10th November - St Leo the Great and the Sorry State of Europe Today
From iBenedictines:
What do you associate with St Leo the Great, whose feast is today — if you think of him at all, that is? Do you remember the beautiful prose of his Christological treatises, letters and sermons, or his facing down of Attila the Hun, or his work for the unity of the Church; or do you perhaps think of the sacramentary that bears his name, (although most of the Sacramentarium Veronense is not attributable to him) and the sober splendour of the Roman rite in its earliest form? For me, he is the most Roman of popes, a link to a time when the unity of the countries we now think of as making up Europe was much harder to pin down but still real and important. The Church is the only institution of Roman antiquity to have survived to the present day and in the time of Leo (c.400—461) was a much-needed symbol of lawful authority, filling the vacuum left by the increasingly weak emperors.
So far so good; but we do not live in the time of St Leo. Europe today is more plural, one might say more divided, than it has been for more than seventy years, and a major source of that division is the weakness of her institutions. The BBC regularly speaks of Theresa May’s ‘fragile government’. Other countries of Europe, even the mighty Germany, have not yet managed to form a government at all but are locked in endless discussions. Spain teeters on the brink of breaking up. Parts of Italy wish to follow suit. The rise of the far right has sent a shiver down the spines of many and is no longer to be dismissed as mere fantasy. The survival of the European Union is itself in doubt. To the East there is the spectre of Russia, and further East, the growing power of China; to the West, the fading star of an increasingly isolationist U.S.A. One remedy proposed for this state of affairs is a novel fuga mundi, a reversion to a time that never was, to a self-sufficient nation-state of ever-smaller proportions. Others propose a rather selective reading of the Rule of St Benedict, and a return to a kind of domestic monasticism we have not seen since Late Antiquity. Is there, perhaps, another and better way— a way that engages with rather than flees from the present political reality?

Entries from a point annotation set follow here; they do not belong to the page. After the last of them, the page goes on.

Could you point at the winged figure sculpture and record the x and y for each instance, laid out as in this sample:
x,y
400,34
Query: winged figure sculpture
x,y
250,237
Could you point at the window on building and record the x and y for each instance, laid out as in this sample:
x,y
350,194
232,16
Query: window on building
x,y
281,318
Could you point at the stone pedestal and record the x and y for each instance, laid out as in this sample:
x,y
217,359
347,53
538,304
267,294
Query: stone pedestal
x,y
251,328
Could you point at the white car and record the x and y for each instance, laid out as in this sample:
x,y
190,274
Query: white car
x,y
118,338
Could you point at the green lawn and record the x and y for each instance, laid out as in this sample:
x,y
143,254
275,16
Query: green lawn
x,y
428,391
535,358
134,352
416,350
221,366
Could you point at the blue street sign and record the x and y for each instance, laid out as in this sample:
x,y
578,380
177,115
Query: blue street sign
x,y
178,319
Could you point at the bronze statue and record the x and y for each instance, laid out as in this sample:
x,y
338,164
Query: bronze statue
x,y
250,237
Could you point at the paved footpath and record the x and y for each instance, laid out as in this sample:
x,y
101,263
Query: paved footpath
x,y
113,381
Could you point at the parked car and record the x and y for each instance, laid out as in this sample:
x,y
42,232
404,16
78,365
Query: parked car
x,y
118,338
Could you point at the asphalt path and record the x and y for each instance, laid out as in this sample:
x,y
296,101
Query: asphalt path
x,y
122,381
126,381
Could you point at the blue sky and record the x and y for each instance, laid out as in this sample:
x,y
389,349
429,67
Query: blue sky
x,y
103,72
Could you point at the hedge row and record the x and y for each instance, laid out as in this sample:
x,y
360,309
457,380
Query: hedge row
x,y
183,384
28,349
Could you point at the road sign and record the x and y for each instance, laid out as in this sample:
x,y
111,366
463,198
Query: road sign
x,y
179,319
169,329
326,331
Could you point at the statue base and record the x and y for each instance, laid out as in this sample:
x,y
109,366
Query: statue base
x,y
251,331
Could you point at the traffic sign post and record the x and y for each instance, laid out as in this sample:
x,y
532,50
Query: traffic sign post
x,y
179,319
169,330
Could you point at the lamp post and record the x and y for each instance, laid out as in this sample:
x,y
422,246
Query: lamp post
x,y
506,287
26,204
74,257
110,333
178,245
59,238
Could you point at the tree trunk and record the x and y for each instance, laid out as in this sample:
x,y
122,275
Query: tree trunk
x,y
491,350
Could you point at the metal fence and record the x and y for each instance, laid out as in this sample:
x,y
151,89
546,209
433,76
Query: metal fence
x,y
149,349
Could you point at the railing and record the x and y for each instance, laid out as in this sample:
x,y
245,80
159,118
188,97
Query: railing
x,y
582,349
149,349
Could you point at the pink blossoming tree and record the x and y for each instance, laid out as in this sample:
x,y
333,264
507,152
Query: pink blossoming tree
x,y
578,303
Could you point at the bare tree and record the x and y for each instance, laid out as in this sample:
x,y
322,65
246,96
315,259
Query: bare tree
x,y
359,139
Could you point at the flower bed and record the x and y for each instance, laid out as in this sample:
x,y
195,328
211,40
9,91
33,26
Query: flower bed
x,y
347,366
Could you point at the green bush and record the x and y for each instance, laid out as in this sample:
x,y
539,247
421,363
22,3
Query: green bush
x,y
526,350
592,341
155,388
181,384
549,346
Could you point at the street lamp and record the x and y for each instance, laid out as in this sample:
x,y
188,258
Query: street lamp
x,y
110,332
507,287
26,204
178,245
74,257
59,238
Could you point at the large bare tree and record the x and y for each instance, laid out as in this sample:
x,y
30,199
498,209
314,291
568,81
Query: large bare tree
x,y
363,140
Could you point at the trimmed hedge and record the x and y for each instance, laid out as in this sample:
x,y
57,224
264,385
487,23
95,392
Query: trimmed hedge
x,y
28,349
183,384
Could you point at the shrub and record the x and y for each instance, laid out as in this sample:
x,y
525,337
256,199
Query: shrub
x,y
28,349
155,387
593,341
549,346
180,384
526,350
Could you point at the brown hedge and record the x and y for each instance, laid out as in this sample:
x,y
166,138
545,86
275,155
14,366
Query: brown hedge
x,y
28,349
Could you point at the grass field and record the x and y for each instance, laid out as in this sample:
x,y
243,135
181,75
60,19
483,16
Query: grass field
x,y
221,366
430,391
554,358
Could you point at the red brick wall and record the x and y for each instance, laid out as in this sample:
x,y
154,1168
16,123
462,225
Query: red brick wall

This morning I think of the example of St Leo. So much depends on those who hold office and their conception of their duty towards those they serve. If there is to be a revitalisation of our institutions, it can surely only come about because those elected to office take seriously the obligation they have assumed. In the current atmosphere of apportioning blame/wriggling out of responsibility, examining charges of sexual harassment and abuse, uncovering attempts to avoid tax and so on, we are in danger of losing sight of the common good, that there are matters that demand our attention both as individuals and as a society. The Church has her role to play, if only as ‘conscience of the nation.’ That is why she can never be indifferent to anything that concerns any of us and must constantly point to the ideal, to what is in the best interest of all. For myself, I think we have a duty to pray and pray hard for those entrusted with the work of government. On them depends the peace and security of the nations and our freedom to live with dignity and mutual respect. St Leo, pray for us!